Nos points d’attention
Dans les semaines et les mois à venir, France Assos Santé restera, en lien avec l’Apesac, très attentive aux suites que la Ministre entend donner à cette affaire. Rappelons qu’Emmanuel Macron et Serge Weinberg entretiennent depuis plusieurs années des liens étroits. Il serait inacceptable que ces liens interfèrent dans les décisions futures que prendront les pouvoirs publics au sujet de l’indemnisation des victimes.
Plus globalement, le regroupement d’associations que nous représentons appelle à une réforme en profondeur des mécanismes d’indemnisation des victimes d’accidents liés aux médicaments et aux dispositifs médicaux. La directive européenne de 1985 relative aux produits défectueux n’est pas adaptée et doit être révisée.
France Assos Santé demande la création d’un fonds d’indemnisation alimenté de façon pérenne via une taxe imposée aux industriels.
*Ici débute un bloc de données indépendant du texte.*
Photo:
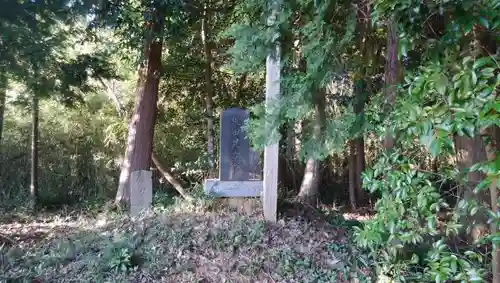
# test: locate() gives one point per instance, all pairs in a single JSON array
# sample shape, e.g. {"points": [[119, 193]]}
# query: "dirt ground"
{"points": [[182, 245]]}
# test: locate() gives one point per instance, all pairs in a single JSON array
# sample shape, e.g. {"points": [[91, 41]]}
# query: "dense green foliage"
{"points": [[334, 90]]}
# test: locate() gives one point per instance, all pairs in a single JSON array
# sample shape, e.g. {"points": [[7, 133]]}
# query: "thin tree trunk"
{"points": [[112, 96], [209, 90], [309, 188], [361, 194], [352, 174], [170, 178], [492, 149], [34, 153], [241, 84], [141, 127], [3, 96], [470, 151], [391, 74]]}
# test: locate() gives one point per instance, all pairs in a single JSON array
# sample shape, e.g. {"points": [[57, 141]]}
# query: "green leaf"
{"points": [[481, 62], [474, 78], [484, 22], [435, 147], [441, 83]]}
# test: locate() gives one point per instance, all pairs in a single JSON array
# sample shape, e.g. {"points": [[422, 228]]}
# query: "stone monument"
{"points": [[238, 163]]}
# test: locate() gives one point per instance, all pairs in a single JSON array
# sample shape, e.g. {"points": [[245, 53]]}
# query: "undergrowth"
{"points": [[178, 242]]}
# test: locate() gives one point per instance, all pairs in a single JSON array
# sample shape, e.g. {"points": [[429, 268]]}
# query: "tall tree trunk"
{"points": [[470, 151], [391, 74], [360, 167], [141, 127], [352, 174], [34, 153], [309, 188], [209, 89], [3, 96], [492, 149]]}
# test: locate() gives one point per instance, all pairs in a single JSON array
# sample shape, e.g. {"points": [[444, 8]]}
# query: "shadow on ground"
{"points": [[179, 246]]}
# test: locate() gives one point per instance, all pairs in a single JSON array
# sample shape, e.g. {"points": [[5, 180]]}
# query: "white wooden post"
{"points": [[270, 197]]}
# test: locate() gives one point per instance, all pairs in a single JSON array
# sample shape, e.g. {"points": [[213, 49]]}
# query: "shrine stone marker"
{"points": [[237, 162], [141, 191]]}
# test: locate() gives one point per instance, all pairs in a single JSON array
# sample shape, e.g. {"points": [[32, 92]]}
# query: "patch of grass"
{"points": [[179, 243]]}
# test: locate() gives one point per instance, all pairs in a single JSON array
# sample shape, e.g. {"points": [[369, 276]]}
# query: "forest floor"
{"points": [[187, 243]]}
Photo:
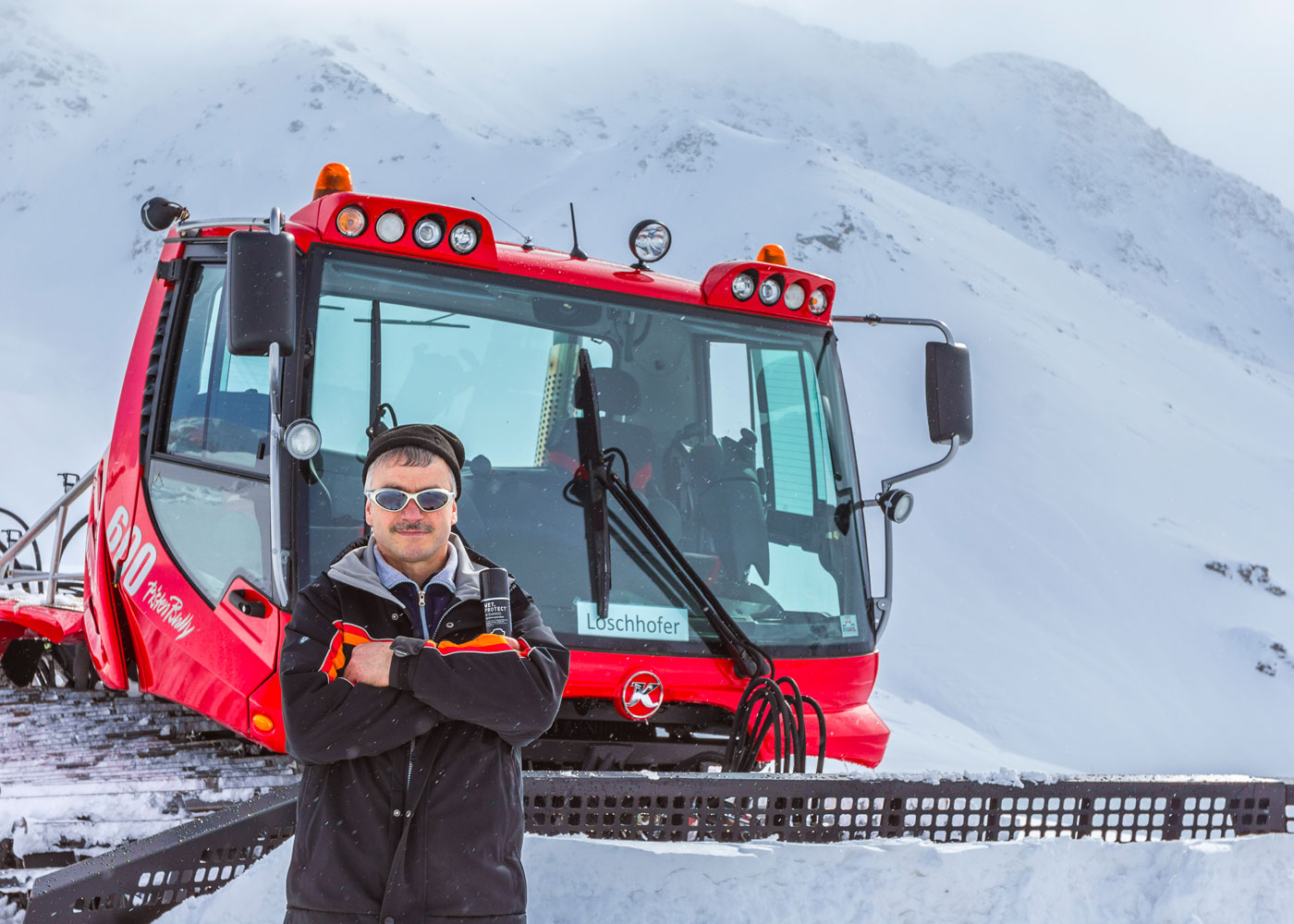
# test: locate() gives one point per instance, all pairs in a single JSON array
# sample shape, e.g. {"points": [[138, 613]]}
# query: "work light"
{"points": [[390, 226], [463, 238], [351, 222], [301, 439], [770, 290], [743, 285], [429, 232], [649, 241]]}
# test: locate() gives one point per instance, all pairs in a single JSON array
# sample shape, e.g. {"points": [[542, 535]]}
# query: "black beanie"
{"points": [[429, 436]]}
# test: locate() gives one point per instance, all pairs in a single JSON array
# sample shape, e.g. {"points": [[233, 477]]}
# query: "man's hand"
{"points": [[371, 663]]}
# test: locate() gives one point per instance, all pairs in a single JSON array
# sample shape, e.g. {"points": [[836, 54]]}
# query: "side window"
{"points": [[791, 430], [219, 403], [215, 524], [730, 390]]}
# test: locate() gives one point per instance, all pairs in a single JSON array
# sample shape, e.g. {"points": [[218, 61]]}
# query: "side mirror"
{"points": [[261, 289], [947, 391]]}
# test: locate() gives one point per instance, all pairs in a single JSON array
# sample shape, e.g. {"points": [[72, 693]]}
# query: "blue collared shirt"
{"points": [[391, 578]]}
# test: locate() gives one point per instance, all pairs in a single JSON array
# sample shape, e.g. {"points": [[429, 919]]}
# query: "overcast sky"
{"points": [[1216, 78]]}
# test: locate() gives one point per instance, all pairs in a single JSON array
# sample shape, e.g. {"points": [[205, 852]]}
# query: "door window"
{"points": [[219, 403], [214, 522]]}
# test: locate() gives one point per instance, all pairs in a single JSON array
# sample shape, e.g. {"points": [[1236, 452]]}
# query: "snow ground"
{"points": [[1129, 310], [575, 881]]}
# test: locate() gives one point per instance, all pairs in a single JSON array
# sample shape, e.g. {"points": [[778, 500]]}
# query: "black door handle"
{"points": [[245, 604]]}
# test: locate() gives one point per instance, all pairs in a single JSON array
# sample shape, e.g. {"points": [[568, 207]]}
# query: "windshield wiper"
{"points": [[750, 659]]}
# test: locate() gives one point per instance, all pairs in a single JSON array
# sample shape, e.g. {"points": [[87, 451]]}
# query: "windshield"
{"points": [[734, 433]]}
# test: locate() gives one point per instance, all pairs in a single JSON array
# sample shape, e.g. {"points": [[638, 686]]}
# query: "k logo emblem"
{"points": [[641, 695]]}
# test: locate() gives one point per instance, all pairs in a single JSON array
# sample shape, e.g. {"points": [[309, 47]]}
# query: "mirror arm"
{"points": [[277, 554], [886, 483], [909, 322]]}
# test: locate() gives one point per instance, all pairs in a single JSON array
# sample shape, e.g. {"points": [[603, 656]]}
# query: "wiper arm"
{"points": [[750, 659], [588, 430]]}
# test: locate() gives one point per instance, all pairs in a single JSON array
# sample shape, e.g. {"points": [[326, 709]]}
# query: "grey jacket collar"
{"points": [[359, 568]]}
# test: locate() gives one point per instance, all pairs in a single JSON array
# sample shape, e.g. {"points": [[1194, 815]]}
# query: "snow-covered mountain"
{"points": [[1129, 309]]}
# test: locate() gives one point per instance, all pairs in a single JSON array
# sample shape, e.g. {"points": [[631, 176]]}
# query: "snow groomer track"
{"points": [[141, 881], [84, 772]]}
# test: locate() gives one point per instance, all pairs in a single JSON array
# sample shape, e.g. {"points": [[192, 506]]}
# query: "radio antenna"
{"points": [[576, 252], [526, 244]]}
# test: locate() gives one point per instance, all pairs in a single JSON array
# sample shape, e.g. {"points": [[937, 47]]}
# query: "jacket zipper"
{"points": [[422, 614], [448, 610]]}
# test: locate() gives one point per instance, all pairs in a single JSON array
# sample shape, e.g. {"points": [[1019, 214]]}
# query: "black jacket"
{"points": [[410, 801]]}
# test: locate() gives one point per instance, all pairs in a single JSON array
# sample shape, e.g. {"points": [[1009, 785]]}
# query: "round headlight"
{"points": [[390, 226], [463, 238], [744, 285], [649, 241], [351, 222], [896, 505], [429, 232], [301, 439], [770, 290]]}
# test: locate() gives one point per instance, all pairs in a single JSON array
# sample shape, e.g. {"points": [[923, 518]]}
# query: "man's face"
{"points": [[411, 537]]}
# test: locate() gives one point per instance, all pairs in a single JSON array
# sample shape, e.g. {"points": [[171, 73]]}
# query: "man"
{"points": [[408, 714]]}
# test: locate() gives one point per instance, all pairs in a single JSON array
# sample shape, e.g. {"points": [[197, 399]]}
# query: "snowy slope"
{"points": [[1129, 310], [1060, 881]]}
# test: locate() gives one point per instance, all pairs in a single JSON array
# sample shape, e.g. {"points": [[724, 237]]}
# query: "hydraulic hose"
{"points": [[763, 707]]}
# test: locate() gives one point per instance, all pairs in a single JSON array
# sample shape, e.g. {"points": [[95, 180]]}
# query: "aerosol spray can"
{"points": [[498, 607]]}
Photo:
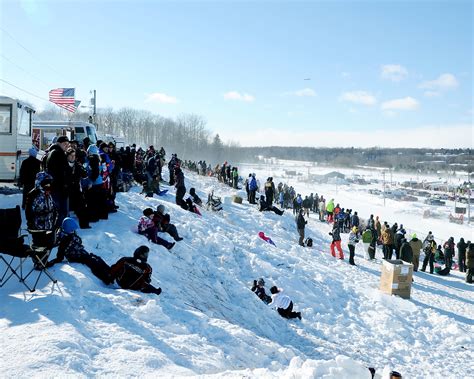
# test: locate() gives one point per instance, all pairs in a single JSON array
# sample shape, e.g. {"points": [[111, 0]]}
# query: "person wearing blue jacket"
{"points": [[253, 189]]}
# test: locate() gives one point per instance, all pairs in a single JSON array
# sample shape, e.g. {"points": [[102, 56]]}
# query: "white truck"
{"points": [[15, 136], [44, 132]]}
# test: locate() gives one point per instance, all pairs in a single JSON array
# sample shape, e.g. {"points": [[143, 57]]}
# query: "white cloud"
{"points": [[432, 93], [305, 92], [162, 98], [443, 82], [441, 136], [394, 72], [234, 95], [359, 97], [405, 104]]}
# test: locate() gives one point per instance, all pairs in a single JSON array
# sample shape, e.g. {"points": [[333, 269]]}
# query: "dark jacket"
{"points": [[28, 170], [57, 167], [260, 292], [301, 222], [130, 273], [179, 177], [406, 253], [336, 234]]}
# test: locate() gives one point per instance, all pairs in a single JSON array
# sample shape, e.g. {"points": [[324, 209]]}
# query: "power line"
{"points": [[22, 69], [21, 89]]}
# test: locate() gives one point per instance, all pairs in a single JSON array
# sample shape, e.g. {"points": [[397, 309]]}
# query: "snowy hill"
{"points": [[207, 322]]}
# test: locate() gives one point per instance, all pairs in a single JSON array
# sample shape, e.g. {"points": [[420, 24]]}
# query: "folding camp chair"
{"points": [[12, 244]]}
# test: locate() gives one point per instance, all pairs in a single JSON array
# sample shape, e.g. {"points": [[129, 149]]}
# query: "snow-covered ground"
{"points": [[208, 323]]}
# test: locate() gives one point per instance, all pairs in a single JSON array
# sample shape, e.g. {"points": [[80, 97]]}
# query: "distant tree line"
{"points": [[188, 136]]}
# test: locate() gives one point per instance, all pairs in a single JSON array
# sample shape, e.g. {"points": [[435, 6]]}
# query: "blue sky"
{"points": [[382, 73]]}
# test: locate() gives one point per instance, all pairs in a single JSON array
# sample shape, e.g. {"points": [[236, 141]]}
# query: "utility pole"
{"points": [[94, 108], [468, 198], [383, 173]]}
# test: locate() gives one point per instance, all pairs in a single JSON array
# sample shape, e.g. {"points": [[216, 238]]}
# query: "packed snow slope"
{"points": [[207, 322]]}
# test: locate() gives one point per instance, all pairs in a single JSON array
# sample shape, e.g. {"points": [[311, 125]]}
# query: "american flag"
{"points": [[62, 96], [70, 107]]}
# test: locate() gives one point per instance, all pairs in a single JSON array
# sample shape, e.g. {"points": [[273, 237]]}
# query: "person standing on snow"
{"points": [[252, 189], [336, 242], [470, 263], [353, 240], [366, 241], [462, 255], [330, 210], [416, 246], [300, 225]]}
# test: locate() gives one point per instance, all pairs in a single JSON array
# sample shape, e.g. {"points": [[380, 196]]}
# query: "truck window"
{"points": [[5, 118], [24, 122], [91, 134]]}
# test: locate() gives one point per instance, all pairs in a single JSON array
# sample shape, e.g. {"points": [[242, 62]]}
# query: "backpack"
{"points": [[214, 203]]}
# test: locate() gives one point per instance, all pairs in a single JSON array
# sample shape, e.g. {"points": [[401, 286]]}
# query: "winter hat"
{"points": [[160, 209], [92, 150], [69, 225], [147, 212], [43, 179], [141, 253], [33, 152]]}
Ce fonds couvrirait les victimes quels que soit le niveau et les circonstances du dommage subi (accident lié à une faute du laboratoire, des autorités sanitaires ou des médecins prescripteurs, aléa thérapeutique ou encore effets indésirables graves quand bien même ils sont annoncés dans la notice).
« La mutualisation d’un risque collectif, écrivions-nous déjà en 2016, grâce à une taxe minime sur le prix de vente des médicaments, présenterait un double avantage : garantir aux victimes une indemnisation rapide, mais aussi inciter les entreprises du médicament à promouvoir une politique efficace de transparence, de prévention, d’information, de responsabilisation vis-à-vis des produits qu’elles fabriquent et commercialisent ».